Legambiente Lazio, i numeri del rapporto acquedotti colabrodo

Legambiente Lazio, i numeri del rapporto acquedotti colabrodo
luglio 28
16:49 2017

Riceviamo e pubblichiamo:

Legambiente Lazio, raccogliendo i numeri delle ultime 6 edizioni di Ecosistema Urbano dal 2011 al 2016, presenta il rapporto Acquedotti Colabrodo, da cui emerge un peggioramento repentino e costante in questi anni. Se infatti era chiaro a tutti l’enorme portata di acqua dispersa dalle reti, il trend in peggioramento mette ancora più in chiaro alcune dinamiche, ed emerge che negli ultimi anni i gestori in determinati territori, hanno smesso di investire causando un sostanziale raddoppio della dispersione.

Se la dispersione idrica a Roma era al 27% nel 2011, arriva al 44,4% con un costante peggioramento anno dopo anno. Dato ancor peggiore quello di Frosinone, ambito gestito da AceaAto5 da 5 anni, che passa dal 39% nel 2011, ad un impressionante 75,4% del 2016. Diverso il discorso per gli altri capoluoghi con dispersione grave ma più stabile, la perdita a Rieti che passa dal 45% al 53,8% e Latina dal 62% al 67%. Viterbo la miglior provincia fino al 2013 con il 14% di dispersione, ha cessato di inviare i dati negli ultimi 3 anni.

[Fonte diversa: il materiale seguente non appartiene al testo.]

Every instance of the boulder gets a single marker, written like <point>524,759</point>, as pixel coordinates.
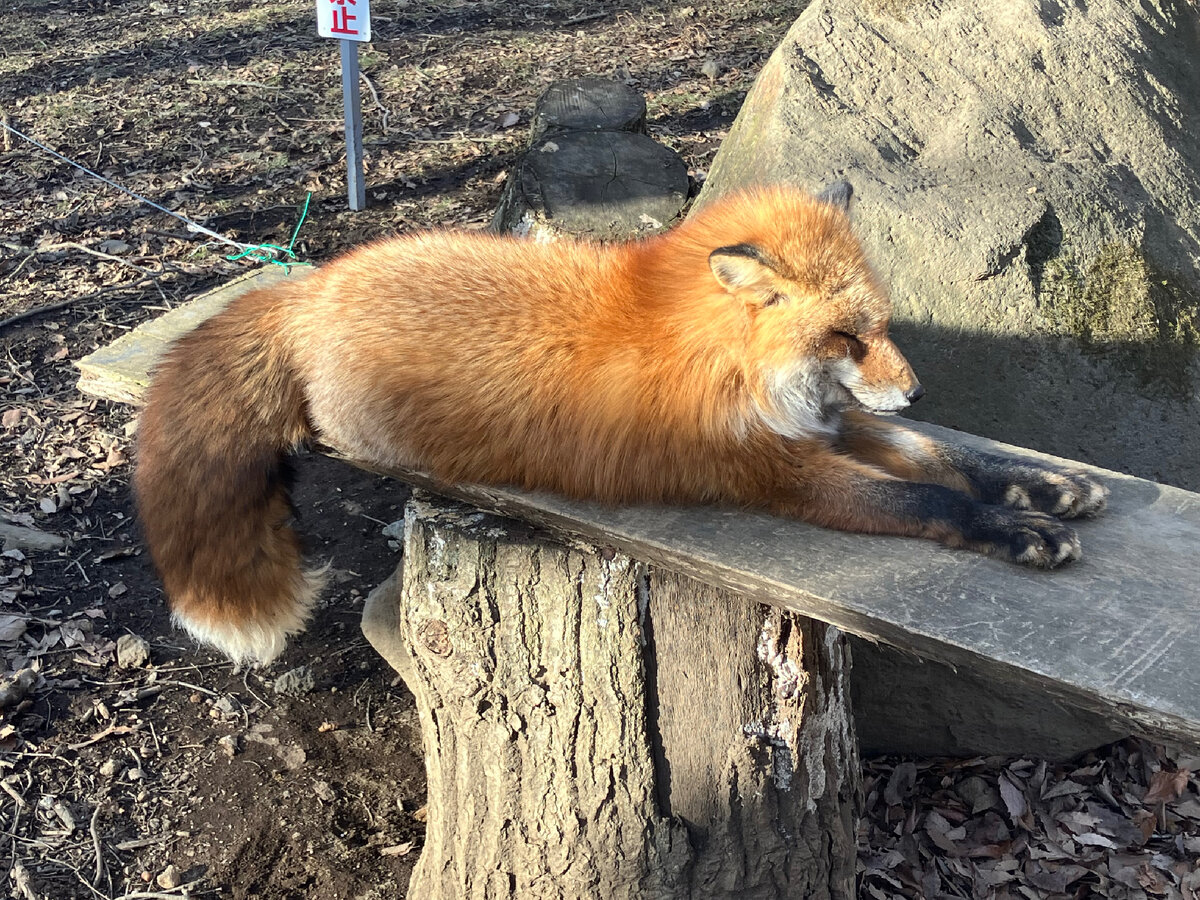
<point>1027,181</point>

“I dati sulla dispersione sono raddoppiati a Roma e Frosinone negli ultimi 6 anni, ed è vergognoso se si pensa alla crisi idrica attuale che nasce da mancati investimenti del recente passato – commenta Roberto Scacchi, presidente di Legambiente Lazio – se infatti era chiaro a tutti che gli acquedotti perdono una quantità indecente di acqua, si aggiunge il fatto che solo pochi anni fa i numeri erano ben altri. Sembra come se i gestori abbiano smesso completamente di investire nella manutenzione acquedottistica e a fronte di ciò cerchino di emungere più acqua possibile dalle risorse naturali straordinarie del Lazio come il Lago di Bracciano, il Peschiera nel reatino, l’Acqua Marcia dai Simbruini o la captazione del Pertuso che ha fornito acqua alle tubature colabrodo, mandando il fiume Aniene sotto la soglia minima vitale di portata.

Stiamo in queste ore difendendo il Lago di Bracciano, sostenendo i Comuni rivieraschi e il provvedimento di blocco delle captazioni di Regione Lazio, e siamo convinti che se i gestori del servizio idrico avessero con urgenza messo mano alle condutture ad inizio della crisi, quando non pioveva o nevicava lo scorso inverno, tutto questo non sarebbe successo. Gravi responsabilità ha quindi Acea ma anche il Comune di Roma che da proprietario dell’azienda, non ha mai inciso, tanto più nell’ultimo anno, con la politica aziendale, e continua a non incidere anche in queste ore. Da Dicembre scorso era chiaro a tutti gli operatori del settore, gli ambientalisti e gli abitanti di Anguillara, Bracciano e Trevignano, che iniziava una captazione drammatica dell’acqua del lago; invece di fare scelte concrete e strutturali, chi poteva evitarla, ha iniziato a fare la danza della pioggia, evidentemente poco efficace e con conseguenze drammatiche per Roma. Invece di rivolgersi alle istituzioni minacciando blocchi dei flussi o aumento delle tariffe se non ci saranno investimenti, Acea ripari le condotte con i dividenti che sono andati evidentemente ovunque tranne che in manutenzione”.